If there is now enough perspective to examine and draw conclusions, however preliminary, from this event, what might those be? Korablyova argued that for post-Soviet Ukraine, Euromaidan was a key moment in defining the new national project of the country, establishing a vision for Ukraine that its citizens have taken ownership of, even as conflict continues in the East. As one of the biggest states belonging to the Soviet Union, Ukraine’s identity over the past 24 years was largely shaped by a government that changed in name but not in those who held positions of power; crony capitalism and a Soviet inertia were several of the defining characteristics of the pre-Maidan nation that Korablyova cited in her talk. Yet the future that this movement seeks is not just about joining the EU. Korablyova called Euromaidan “a rebellion against the discrepancies of the world of late capitalism,” yet it is not a socialist revolution either. “Instead, it goes to the origins of modern Europe, marking a distinction between its ideas and basic values and its current implementation, between liberalism as a doctrine and neoliberalism as the process of marketization.”

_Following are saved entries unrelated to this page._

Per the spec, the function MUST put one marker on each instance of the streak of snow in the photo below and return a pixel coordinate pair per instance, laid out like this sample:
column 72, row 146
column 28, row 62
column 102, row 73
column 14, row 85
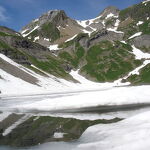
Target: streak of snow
column 36, row 38
column 139, row 23
column 114, row 30
column 4, row 115
column 45, row 39
column 146, row 1
column 71, row 38
column 139, row 54
column 135, row 35
column 109, row 97
column 13, row 126
column 111, row 15
column 24, row 31
column 58, row 135
column 36, row 27
column 54, row 47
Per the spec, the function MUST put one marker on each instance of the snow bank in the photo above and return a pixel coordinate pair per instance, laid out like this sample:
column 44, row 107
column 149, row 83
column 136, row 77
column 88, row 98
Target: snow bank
column 13, row 126
column 54, row 47
column 135, row 35
column 130, row 134
column 109, row 97
column 71, row 38
column 24, row 35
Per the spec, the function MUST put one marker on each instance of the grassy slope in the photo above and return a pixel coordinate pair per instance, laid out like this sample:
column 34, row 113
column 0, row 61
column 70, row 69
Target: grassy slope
column 106, row 62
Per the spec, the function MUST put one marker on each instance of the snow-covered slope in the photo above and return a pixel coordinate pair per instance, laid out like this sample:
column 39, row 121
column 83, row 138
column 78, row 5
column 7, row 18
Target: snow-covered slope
column 129, row 134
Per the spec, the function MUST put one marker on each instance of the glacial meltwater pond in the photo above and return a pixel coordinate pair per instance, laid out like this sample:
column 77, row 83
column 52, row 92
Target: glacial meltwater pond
column 126, row 103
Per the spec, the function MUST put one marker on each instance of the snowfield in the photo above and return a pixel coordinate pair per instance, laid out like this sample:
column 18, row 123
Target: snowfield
column 130, row 134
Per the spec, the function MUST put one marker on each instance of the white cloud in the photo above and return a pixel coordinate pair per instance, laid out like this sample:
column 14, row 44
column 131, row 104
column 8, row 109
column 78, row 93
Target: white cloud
column 3, row 17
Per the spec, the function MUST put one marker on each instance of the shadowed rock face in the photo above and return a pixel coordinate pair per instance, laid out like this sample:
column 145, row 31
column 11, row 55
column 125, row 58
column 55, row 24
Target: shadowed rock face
column 37, row 130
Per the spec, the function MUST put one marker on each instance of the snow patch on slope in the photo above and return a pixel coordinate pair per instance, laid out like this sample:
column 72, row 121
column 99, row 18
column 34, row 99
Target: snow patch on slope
column 13, row 126
column 54, row 47
column 135, row 35
column 24, row 35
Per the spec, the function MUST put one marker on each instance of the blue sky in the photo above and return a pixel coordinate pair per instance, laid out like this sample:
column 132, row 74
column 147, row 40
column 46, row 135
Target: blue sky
column 17, row 13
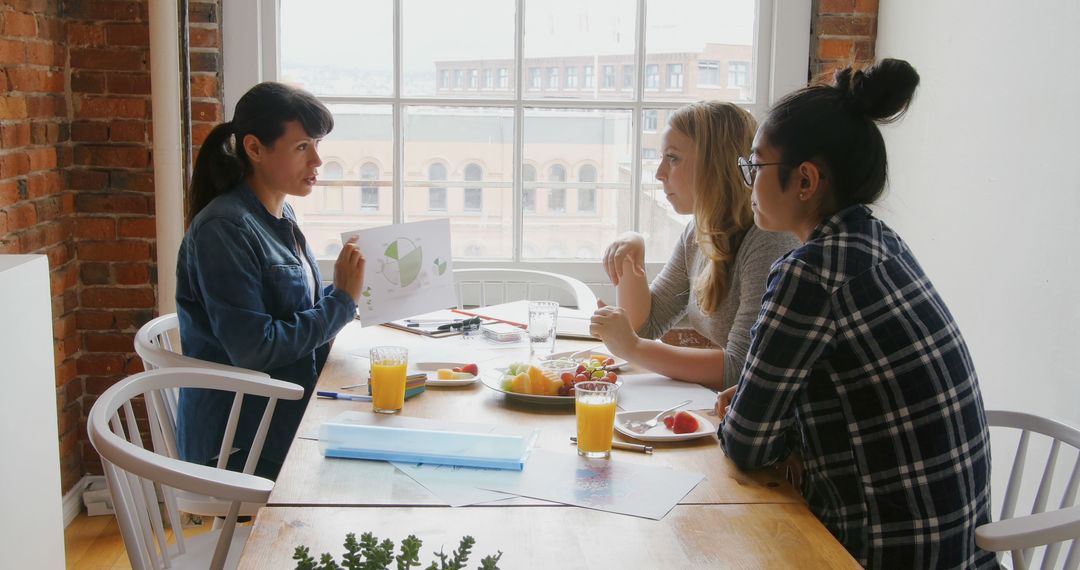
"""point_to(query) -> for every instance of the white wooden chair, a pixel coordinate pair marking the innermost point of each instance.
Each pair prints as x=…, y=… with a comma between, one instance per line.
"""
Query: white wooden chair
x=154, y=344
x=137, y=475
x=478, y=287
x=1041, y=528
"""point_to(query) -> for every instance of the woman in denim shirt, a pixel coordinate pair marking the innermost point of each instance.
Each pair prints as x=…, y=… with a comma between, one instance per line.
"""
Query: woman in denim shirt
x=247, y=284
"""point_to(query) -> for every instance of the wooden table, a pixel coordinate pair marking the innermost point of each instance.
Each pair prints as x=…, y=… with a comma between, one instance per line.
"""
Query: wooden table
x=730, y=519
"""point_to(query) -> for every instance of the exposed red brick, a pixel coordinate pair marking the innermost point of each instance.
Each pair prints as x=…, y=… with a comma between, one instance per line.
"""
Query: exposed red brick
x=133, y=35
x=115, y=250
x=116, y=297
x=137, y=228
x=110, y=107
x=112, y=155
x=109, y=59
x=18, y=24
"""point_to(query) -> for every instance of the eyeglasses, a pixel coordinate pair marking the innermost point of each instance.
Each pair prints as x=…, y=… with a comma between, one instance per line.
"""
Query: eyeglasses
x=748, y=168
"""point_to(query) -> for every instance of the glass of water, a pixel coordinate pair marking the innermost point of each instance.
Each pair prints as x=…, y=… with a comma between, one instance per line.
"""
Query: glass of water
x=542, y=319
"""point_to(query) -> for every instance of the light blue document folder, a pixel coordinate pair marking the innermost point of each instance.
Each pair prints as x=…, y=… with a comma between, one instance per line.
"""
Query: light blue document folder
x=368, y=435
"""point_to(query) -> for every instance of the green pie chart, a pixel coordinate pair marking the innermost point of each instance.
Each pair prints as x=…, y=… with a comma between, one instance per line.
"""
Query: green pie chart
x=403, y=261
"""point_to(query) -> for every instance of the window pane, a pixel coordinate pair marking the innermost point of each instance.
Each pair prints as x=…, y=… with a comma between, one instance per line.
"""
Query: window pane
x=579, y=37
x=472, y=150
x=661, y=226
x=581, y=198
x=719, y=32
x=360, y=64
x=354, y=153
x=433, y=32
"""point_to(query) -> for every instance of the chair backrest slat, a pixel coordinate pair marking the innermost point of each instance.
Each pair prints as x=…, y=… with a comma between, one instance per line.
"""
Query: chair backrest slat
x=1009, y=505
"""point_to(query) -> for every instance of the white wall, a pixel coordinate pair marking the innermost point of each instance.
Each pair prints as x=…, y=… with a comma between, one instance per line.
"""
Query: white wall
x=985, y=184
x=30, y=484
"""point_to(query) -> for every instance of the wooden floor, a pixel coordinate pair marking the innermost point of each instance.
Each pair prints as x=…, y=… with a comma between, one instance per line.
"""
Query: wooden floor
x=94, y=543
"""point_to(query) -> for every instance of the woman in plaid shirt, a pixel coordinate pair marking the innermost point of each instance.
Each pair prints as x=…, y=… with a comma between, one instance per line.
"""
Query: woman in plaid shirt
x=855, y=365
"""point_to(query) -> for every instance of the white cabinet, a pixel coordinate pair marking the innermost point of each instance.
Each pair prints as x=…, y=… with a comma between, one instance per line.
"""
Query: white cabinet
x=30, y=480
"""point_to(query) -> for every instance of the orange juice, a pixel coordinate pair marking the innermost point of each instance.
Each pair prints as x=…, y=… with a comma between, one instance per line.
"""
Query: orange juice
x=595, y=424
x=388, y=385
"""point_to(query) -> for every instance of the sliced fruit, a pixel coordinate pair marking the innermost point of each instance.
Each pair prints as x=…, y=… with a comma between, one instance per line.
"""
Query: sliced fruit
x=685, y=422
x=520, y=383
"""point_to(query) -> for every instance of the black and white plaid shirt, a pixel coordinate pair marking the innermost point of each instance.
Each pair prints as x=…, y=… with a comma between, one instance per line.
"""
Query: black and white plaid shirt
x=856, y=363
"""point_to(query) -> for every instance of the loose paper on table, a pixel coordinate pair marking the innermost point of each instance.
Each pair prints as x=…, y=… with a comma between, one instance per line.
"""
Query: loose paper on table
x=408, y=270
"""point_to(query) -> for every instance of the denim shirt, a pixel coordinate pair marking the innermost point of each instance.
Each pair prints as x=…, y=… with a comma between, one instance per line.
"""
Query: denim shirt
x=243, y=299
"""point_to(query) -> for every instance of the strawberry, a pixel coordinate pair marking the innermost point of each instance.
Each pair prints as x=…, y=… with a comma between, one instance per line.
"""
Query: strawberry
x=685, y=422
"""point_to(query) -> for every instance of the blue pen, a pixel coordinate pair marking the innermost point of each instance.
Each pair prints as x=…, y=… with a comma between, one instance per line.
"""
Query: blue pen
x=338, y=395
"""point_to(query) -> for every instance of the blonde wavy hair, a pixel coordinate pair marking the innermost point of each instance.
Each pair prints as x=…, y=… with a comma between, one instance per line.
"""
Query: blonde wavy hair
x=721, y=132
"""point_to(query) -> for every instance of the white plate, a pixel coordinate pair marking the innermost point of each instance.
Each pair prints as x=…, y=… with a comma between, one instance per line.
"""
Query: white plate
x=431, y=367
x=493, y=379
x=660, y=433
x=619, y=363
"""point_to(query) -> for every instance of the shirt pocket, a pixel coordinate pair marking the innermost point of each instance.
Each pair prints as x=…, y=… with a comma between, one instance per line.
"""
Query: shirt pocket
x=286, y=290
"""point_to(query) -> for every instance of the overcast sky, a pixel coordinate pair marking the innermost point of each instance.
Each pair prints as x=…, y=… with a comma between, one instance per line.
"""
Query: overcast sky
x=356, y=34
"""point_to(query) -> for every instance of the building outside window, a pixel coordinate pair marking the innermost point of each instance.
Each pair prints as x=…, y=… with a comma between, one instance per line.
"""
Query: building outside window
x=368, y=194
x=649, y=121
x=556, y=197
x=586, y=197
x=473, y=197
x=528, y=190
x=709, y=73
x=738, y=73
x=652, y=76
x=571, y=77
x=675, y=77
x=436, y=197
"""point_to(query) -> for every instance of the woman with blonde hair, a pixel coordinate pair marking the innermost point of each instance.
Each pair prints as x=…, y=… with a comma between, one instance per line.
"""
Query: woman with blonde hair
x=716, y=274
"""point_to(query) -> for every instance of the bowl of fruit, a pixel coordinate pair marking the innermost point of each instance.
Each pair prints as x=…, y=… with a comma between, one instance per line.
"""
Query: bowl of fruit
x=551, y=381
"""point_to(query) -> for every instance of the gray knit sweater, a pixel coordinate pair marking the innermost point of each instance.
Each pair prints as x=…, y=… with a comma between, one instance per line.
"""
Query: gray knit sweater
x=729, y=324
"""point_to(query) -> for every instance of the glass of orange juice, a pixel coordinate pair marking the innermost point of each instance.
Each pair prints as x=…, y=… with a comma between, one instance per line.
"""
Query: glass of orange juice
x=594, y=403
x=388, y=378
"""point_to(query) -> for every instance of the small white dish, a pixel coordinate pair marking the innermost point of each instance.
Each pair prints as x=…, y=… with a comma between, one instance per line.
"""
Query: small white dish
x=660, y=432
x=433, y=380
x=584, y=355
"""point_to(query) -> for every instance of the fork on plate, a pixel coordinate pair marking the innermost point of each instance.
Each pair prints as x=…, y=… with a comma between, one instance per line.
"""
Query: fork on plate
x=640, y=428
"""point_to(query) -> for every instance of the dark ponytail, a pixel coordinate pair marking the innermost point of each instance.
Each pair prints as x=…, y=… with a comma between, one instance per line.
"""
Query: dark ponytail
x=262, y=111
x=836, y=127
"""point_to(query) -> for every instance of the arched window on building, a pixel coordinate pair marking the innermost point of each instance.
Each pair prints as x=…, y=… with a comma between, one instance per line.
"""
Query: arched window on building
x=436, y=197
x=473, y=197
x=369, y=193
x=586, y=197
x=529, y=191
x=556, y=197
x=333, y=195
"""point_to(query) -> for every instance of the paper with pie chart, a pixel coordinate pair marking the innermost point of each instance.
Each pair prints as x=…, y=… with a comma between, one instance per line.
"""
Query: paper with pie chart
x=408, y=270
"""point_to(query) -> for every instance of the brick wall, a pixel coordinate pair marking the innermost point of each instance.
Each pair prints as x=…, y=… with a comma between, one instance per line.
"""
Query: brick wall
x=77, y=185
x=842, y=32
x=76, y=178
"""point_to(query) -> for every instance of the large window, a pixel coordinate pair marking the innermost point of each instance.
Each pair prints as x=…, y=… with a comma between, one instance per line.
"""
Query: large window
x=514, y=87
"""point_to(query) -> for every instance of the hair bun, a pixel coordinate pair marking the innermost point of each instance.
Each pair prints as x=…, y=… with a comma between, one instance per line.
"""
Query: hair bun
x=882, y=92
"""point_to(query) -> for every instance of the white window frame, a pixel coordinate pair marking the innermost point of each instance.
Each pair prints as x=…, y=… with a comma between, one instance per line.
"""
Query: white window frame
x=251, y=46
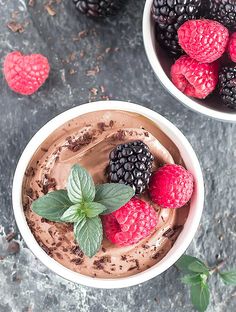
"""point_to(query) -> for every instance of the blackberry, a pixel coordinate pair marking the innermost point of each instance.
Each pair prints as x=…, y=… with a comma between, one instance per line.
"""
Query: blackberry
x=169, y=15
x=131, y=164
x=227, y=86
x=223, y=11
x=101, y=8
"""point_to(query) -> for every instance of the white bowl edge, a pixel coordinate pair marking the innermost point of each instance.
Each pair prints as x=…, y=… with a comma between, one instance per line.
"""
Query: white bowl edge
x=184, y=238
x=164, y=79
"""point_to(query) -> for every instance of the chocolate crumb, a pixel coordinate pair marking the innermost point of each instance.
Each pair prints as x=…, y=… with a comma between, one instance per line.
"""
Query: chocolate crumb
x=168, y=233
x=10, y=236
x=30, y=172
x=44, y=149
x=13, y=248
x=77, y=251
x=59, y=256
x=31, y=3
x=101, y=126
x=111, y=123
x=15, y=26
x=29, y=192
x=120, y=135
x=156, y=255
x=77, y=261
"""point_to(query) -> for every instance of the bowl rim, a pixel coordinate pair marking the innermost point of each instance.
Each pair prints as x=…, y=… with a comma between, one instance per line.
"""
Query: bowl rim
x=164, y=79
x=191, y=223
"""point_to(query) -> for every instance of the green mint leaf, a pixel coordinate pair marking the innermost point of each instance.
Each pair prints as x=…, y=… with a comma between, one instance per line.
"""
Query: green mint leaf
x=192, y=279
x=52, y=205
x=113, y=195
x=200, y=296
x=189, y=264
x=229, y=277
x=73, y=214
x=199, y=267
x=80, y=185
x=93, y=209
x=89, y=234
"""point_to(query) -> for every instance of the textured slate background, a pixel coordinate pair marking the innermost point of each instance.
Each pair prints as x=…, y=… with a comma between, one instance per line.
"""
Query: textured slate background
x=116, y=47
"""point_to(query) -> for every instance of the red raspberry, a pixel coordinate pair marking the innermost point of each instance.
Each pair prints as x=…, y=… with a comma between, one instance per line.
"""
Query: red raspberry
x=204, y=40
x=232, y=47
x=25, y=73
x=171, y=186
x=131, y=223
x=193, y=78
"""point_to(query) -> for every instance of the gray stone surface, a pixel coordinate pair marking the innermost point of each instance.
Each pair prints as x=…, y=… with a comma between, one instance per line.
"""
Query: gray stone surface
x=27, y=285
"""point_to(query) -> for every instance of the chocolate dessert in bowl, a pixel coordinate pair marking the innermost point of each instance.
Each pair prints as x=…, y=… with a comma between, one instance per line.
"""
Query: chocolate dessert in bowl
x=108, y=194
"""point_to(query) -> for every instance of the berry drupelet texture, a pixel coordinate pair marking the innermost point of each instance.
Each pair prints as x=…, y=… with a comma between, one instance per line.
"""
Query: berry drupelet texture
x=98, y=8
x=131, y=164
x=169, y=15
x=227, y=86
x=223, y=11
x=131, y=223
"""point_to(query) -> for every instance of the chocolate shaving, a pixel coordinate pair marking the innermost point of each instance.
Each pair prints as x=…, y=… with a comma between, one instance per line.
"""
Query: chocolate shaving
x=156, y=255
x=168, y=233
x=31, y=3
x=10, y=236
x=30, y=172
x=76, y=145
x=15, y=26
x=120, y=135
x=99, y=264
x=13, y=248
x=48, y=183
x=77, y=261
x=77, y=251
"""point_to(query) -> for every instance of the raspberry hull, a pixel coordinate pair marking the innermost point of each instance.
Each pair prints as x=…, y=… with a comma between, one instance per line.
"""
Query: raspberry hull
x=203, y=40
x=193, y=78
x=25, y=74
x=131, y=223
x=171, y=186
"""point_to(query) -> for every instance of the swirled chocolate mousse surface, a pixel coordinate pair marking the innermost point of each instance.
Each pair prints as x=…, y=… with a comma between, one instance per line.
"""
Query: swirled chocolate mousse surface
x=88, y=140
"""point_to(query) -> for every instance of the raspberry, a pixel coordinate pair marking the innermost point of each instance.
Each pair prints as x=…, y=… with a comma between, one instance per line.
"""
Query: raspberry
x=232, y=47
x=204, y=40
x=171, y=186
x=193, y=78
x=25, y=73
x=131, y=223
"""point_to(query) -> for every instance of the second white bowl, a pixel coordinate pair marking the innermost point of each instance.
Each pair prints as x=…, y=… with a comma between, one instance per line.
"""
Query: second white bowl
x=161, y=64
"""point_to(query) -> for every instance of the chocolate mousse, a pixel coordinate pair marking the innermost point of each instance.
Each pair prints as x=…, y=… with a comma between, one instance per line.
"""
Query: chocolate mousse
x=88, y=140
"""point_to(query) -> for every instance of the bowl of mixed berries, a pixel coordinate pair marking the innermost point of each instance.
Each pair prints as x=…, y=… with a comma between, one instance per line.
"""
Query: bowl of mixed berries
x=191, y=46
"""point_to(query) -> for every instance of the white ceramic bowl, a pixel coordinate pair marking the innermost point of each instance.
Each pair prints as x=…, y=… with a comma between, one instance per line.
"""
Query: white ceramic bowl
x=161, y=64
x=185, y=236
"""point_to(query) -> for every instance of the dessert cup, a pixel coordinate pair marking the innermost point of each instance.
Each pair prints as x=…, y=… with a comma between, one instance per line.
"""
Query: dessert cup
x=161, y=63
x=196, y=206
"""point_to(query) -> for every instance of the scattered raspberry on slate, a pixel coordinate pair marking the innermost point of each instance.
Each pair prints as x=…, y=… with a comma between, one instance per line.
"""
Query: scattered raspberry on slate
x=171, y=186
x=25, y=74
x=232, y=47
x=227, y=86
x=131, y=223
x=204, y=40
x=131, y=164
x=193, y=78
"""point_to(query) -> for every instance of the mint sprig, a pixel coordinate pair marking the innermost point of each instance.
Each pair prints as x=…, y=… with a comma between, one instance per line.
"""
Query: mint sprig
x=197, y=275
x=82, y=204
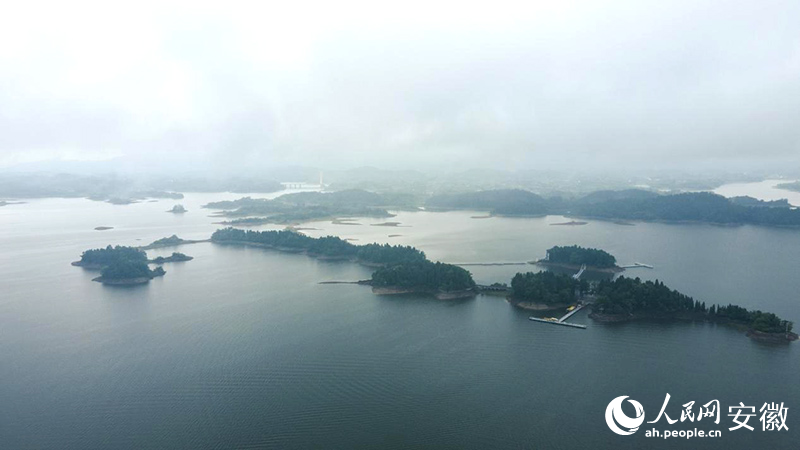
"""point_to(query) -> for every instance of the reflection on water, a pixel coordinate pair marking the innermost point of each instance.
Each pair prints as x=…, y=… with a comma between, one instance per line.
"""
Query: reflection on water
x=243, y=347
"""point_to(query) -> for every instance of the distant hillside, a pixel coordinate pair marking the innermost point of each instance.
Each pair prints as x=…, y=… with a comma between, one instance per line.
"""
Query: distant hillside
x=630, y=204
x=626, y=194
x=501, y=201
x=695, y=207
x=305, y=206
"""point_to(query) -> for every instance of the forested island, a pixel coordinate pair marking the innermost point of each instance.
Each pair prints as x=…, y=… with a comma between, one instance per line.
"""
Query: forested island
x=119, y=265
x=174, y=257
x=302, y=207
x=630, y=204
x=401, y=269
x=625, y=299
x=171, y=241
x=574, y=257
x=793, y=186
x=177, y=209
x=546, y=290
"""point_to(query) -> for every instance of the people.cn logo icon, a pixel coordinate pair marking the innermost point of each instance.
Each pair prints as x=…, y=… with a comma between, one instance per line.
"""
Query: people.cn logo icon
x=621, y=423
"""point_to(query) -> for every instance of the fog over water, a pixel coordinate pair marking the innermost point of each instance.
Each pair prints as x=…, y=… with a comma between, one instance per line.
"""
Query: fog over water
x=112, y=114
x=576, y=84
x=242, y=347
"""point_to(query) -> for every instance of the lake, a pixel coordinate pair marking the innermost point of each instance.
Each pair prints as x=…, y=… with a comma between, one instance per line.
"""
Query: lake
x=243, y=348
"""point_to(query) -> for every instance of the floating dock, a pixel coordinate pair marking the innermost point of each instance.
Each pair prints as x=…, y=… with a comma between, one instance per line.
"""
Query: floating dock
x=562, y=319
x=635, y=265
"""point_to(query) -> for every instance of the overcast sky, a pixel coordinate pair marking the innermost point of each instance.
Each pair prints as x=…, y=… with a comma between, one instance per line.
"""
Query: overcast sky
x=454, y=84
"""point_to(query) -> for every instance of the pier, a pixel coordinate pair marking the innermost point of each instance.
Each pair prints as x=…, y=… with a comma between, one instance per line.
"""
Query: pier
x=635, y=265
x=577, y=276
x=561, y=321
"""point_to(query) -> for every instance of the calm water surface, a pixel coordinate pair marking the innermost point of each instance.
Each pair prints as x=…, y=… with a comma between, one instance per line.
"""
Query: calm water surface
x=242, y=348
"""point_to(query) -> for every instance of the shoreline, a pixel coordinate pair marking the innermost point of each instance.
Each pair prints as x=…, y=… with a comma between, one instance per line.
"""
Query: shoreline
x=612, y=270
x=761, y=336
x=439, y=295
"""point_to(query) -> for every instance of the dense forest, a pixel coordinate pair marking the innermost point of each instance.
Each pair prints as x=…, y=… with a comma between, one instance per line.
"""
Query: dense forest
x=330, y=246
x=424, y=274
x=174, y=257
x=575, y=255
x=126, y=270
x=119, y=263
x=107, y=256
x=630, y=296
x=546, y=287
x=401, y=266
x=793, y=186
x=696, y=206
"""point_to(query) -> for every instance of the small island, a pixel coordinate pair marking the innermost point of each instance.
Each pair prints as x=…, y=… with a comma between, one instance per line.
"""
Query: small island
x=791, y=186
x=303, y=207
x=119, y=265
x=175, y=257
x=626, y=299
x=444, y=281
x=573, y=257
x=401, y=269
x=177, y=209
x=171, y=241
x=543, y=291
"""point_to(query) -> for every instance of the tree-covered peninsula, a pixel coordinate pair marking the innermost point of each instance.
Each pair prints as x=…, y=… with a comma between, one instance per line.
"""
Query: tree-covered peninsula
x=575, y=256
x=626, y=299
x=401, y=269
x=545, y=290
x=303, y=206
x=629, y=204
x=119, y=265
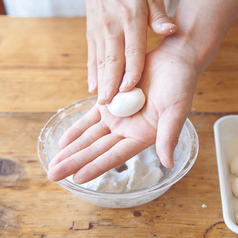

A year after these historic events, Ukraine’s national project may have been defined by these protestors, but how close, if at all, is Ukraine to achieving this vision? "I think that all the attempts of these Maidans, by these events, we declared our will to choose the European path, because it was European in its slogans, its ideas, and its essence…right now we are struggling for it,” Korablyova says. The pessimists, she says, fear the country will collapse economically and that the current government is unprepared to help the nation weather this and potential further warfare in the east. Optimists, however, believe that if Ukraine can build a prosperous European country in whatever boundaries it has, sooner or later, other countries will seek to have that same prosperity. In the long run, however, Korablyova emphasizes that the ultimate goal is not only to join the European Union—although it is regarded as a desired step towards a prosperous Ukrainian future—but “to live in Ukraine itself, which is to be a European country, grounded on European values, European practices.”